Les phénomènes concomitants de la téléréalité et de la Lolita représentent donc à leur manière une phase d’enfermement (enclosure) des femmes par l’image et les marques, après une phase de libération par les droits. S’ils traduisent l’angoisse des femmes à assumer les nouveaux rôles libérés, ils reflètent également l’angoisse des hommes devant la chute progressive du patriarcat. À leur manière, ces phénomènes correspondent à un pic de résistance dans l’avancement de l’égalité des sexes. Les hommes peuvent d’autant mieux le faire qu’ils contrôlent les moyens de production de l’imaginaire social. La classe d’âge des «mâles blancs[13]» qui arrive dans les lieux de pouvoir et de décision des médias (les opérateurs, les producteurs, les diffuseurs, etc.) est socialisée au libéralisme et à la libération sexuelle : ils en apprécient surtout le fait qu’ils n’ont plus à assumer de responsabilité économique ou émotionnelle; pour eux, la téléréalité augmente l’offre sexuelle tout en en faisant baisser le coût et les barrières d’accès.
Sous des dehors innovants, les médias font preuve d’une grande force conservatrice. Ils agissent dans la perpétuation de la crainte féminine universelle : ne pas être aimée de l’autre, ne pas plaire assez. Ils l’utilisent pour pousser ce qui est à la mode, ce qui fait que l’on s’adapte vite, par raccourci, par accessoire interposé, à ce qui plaît. Ils gèrent cette « conquête paradoxale, c’est-à-dire un progrès qui génère sa propre négation[14] » sur le désir : elle consiste à exprimer un épanouissement sans contrainte du corps, dans le rejet des interdits, mais, dans le même temps, à introduire de nouvelles brimades sur ce corps, par une nouvelle cruauté, celle des obsessions narcissiques sur l’apparence (toujours plus jeune), sur la ligne (toujours plus mince).
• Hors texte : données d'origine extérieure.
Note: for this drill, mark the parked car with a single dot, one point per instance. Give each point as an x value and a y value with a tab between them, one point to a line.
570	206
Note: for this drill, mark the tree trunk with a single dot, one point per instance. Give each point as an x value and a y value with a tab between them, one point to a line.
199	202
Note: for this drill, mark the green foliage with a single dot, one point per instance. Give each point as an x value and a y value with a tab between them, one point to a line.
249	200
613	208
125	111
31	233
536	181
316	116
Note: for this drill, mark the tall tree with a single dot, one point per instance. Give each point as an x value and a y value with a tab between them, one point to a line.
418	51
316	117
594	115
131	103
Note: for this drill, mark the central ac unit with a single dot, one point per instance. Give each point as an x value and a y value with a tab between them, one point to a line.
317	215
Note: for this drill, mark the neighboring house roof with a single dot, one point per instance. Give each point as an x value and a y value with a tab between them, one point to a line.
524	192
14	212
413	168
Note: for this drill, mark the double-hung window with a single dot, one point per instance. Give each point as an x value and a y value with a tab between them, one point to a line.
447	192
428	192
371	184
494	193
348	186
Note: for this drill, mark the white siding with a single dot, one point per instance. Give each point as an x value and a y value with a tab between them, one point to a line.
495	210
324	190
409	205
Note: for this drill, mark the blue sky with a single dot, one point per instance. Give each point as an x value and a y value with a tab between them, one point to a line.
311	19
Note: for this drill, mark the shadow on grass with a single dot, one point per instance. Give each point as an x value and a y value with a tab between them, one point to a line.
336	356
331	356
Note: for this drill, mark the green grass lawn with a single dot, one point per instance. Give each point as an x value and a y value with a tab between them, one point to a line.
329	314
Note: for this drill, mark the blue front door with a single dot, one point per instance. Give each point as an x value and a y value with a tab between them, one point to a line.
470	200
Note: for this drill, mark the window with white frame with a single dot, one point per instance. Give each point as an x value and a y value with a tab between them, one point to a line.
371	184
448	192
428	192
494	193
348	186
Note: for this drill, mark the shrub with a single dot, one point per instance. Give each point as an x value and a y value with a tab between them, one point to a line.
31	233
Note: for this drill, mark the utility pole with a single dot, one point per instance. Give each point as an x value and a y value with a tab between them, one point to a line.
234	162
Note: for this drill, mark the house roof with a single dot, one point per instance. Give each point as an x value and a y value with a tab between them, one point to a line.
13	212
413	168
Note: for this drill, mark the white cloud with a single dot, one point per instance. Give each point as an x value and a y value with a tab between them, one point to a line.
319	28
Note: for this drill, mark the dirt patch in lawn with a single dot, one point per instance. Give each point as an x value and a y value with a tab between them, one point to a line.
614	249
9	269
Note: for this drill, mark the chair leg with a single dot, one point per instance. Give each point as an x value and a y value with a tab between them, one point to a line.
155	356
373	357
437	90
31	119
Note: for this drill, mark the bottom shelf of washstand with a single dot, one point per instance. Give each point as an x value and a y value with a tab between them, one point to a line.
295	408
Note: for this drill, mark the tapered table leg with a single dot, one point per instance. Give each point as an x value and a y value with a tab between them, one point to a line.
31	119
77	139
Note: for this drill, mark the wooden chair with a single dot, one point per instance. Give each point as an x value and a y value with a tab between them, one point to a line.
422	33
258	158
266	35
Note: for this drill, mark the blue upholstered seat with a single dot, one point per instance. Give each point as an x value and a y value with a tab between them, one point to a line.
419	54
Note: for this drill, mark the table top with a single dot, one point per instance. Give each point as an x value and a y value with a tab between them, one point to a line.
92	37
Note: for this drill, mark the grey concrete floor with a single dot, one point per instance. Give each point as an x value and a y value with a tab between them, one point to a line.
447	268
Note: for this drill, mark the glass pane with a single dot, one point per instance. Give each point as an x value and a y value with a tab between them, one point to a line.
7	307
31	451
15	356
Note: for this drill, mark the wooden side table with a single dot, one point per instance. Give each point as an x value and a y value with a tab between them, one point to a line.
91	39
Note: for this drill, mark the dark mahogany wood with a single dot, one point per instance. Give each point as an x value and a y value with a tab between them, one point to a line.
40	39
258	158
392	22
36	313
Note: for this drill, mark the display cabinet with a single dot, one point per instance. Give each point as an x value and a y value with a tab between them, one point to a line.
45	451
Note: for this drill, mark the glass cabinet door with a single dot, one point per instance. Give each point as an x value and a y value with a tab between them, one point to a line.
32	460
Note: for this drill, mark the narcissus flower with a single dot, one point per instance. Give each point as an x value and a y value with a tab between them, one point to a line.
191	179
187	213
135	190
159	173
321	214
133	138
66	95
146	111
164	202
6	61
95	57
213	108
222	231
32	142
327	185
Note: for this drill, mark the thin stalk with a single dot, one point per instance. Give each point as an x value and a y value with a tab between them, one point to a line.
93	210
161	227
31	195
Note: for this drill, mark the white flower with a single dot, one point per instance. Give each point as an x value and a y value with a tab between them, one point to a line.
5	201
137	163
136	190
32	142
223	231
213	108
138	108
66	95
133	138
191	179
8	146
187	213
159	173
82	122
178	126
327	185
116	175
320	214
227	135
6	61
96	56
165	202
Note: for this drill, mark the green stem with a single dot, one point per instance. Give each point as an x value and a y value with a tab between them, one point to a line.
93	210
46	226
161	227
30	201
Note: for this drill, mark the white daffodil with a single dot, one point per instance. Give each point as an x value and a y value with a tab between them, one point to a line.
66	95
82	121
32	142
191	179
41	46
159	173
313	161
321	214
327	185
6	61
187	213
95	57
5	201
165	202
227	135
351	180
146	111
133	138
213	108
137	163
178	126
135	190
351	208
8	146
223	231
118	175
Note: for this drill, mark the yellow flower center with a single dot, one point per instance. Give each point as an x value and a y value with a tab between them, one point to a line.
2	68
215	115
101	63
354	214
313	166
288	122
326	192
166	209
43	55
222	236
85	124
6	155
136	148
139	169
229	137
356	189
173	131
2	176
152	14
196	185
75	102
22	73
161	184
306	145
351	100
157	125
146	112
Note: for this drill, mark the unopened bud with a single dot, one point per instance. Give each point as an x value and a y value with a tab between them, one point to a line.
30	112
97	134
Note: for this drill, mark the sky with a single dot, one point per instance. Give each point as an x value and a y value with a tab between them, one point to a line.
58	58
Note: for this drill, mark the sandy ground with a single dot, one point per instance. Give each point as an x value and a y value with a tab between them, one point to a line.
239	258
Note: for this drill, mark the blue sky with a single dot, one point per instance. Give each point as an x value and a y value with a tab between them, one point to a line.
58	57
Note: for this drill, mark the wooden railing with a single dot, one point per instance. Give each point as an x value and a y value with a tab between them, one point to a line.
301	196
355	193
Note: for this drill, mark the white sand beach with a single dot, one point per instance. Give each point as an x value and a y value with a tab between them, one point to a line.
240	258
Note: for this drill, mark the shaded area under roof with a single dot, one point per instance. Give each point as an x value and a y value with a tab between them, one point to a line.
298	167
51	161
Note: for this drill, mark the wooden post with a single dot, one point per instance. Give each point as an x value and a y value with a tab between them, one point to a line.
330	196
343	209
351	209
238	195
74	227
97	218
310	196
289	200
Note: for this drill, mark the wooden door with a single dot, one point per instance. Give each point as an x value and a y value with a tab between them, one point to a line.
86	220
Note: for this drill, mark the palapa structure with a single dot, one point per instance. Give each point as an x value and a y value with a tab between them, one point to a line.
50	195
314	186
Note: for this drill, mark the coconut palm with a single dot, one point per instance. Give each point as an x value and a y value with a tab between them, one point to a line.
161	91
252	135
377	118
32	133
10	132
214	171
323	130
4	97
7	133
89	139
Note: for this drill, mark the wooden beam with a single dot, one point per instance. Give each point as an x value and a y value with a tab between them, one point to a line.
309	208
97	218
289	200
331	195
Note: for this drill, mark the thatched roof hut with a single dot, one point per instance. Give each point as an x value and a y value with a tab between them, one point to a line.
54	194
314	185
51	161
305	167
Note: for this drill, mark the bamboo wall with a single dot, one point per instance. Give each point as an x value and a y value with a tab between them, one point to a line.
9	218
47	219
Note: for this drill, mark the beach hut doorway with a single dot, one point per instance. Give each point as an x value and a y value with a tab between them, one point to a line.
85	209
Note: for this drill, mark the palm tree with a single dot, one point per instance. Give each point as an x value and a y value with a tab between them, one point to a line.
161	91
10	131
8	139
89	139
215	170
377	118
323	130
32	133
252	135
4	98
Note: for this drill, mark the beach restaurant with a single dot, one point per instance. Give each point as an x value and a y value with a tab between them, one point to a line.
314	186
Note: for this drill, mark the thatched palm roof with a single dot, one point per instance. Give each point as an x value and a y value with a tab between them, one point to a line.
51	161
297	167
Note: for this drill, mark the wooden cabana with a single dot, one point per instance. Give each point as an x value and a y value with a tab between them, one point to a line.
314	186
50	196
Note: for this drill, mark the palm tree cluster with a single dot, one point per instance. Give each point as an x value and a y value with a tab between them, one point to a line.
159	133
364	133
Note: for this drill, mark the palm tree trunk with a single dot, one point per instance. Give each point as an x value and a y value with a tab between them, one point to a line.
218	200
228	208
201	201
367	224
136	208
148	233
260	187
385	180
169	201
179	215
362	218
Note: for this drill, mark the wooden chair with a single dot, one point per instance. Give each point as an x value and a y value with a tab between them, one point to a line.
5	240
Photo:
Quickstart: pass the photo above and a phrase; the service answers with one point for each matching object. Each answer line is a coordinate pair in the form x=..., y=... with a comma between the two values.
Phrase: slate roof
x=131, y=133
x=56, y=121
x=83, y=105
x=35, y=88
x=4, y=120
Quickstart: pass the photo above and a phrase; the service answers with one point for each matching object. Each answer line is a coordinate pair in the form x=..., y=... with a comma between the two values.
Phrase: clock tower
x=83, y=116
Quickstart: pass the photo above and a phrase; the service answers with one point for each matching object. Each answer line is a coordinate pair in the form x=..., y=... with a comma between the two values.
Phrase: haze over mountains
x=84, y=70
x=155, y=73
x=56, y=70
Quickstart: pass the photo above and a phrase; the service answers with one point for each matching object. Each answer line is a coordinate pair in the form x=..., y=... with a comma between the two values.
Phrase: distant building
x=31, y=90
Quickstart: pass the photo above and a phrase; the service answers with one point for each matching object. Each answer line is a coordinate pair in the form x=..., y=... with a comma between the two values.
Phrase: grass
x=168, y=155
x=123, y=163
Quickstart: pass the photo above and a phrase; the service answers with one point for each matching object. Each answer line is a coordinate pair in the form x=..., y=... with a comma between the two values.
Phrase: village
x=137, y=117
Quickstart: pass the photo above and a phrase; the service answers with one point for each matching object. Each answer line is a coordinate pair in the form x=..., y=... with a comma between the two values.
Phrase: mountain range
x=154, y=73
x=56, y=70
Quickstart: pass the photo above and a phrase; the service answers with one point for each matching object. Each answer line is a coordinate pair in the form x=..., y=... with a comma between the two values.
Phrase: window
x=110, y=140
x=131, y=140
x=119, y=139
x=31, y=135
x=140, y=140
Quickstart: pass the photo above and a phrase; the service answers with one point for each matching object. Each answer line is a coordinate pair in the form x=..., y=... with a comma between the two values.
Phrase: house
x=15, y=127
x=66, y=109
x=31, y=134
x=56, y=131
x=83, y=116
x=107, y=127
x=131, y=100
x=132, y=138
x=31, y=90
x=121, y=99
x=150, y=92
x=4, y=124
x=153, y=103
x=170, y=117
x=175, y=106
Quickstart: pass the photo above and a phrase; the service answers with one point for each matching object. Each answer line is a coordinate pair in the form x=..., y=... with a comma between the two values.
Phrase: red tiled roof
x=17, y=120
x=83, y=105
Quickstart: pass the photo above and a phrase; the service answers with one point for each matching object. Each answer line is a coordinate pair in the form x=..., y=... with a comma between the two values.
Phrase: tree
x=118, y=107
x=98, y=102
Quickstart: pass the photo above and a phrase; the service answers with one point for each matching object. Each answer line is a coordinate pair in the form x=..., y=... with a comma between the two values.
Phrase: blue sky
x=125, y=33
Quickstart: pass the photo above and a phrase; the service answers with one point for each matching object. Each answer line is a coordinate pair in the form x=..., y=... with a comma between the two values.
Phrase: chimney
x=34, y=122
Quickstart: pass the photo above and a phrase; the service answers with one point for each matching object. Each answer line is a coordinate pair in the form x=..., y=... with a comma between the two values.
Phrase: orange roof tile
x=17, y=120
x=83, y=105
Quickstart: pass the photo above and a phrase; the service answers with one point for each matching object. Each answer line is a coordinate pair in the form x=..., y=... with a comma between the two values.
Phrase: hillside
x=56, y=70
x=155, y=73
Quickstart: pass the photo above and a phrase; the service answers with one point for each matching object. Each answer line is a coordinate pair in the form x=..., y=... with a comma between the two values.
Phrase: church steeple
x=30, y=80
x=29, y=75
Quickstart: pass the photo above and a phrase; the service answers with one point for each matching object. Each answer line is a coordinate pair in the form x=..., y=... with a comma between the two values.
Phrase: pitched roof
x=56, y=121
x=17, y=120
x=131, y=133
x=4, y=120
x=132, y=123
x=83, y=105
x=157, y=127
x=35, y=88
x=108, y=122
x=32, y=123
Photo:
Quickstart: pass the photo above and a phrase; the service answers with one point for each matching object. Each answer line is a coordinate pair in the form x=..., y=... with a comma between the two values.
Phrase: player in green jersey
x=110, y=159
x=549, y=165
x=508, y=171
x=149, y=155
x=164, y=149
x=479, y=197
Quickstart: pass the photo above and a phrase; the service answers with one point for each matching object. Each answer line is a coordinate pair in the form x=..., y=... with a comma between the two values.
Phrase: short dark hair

Cette conquête n’est pas étrangère à tous les dérèglements et mortifications dont les médias font aussi leur miel (dépression, anorexie, boulimie, etc.), avec tout le commerce collatéral que cela génère (chirurgie esthétique, consommation pharmaceutique, médicalisation du corps, régimes alimentaires et diététiques, équipements sportifs et aérobiques, etc.). Les souffrances privées sont déplacées, pas abolies. Le scénario de la répétition compulsive des gestes de la vedette apparaît alors comme une sorte de formation compulsive à la consommation de produits vecteurs de narcissisme, comme les crèmes de beauté, les vêtements, les chaussures, etc.[15]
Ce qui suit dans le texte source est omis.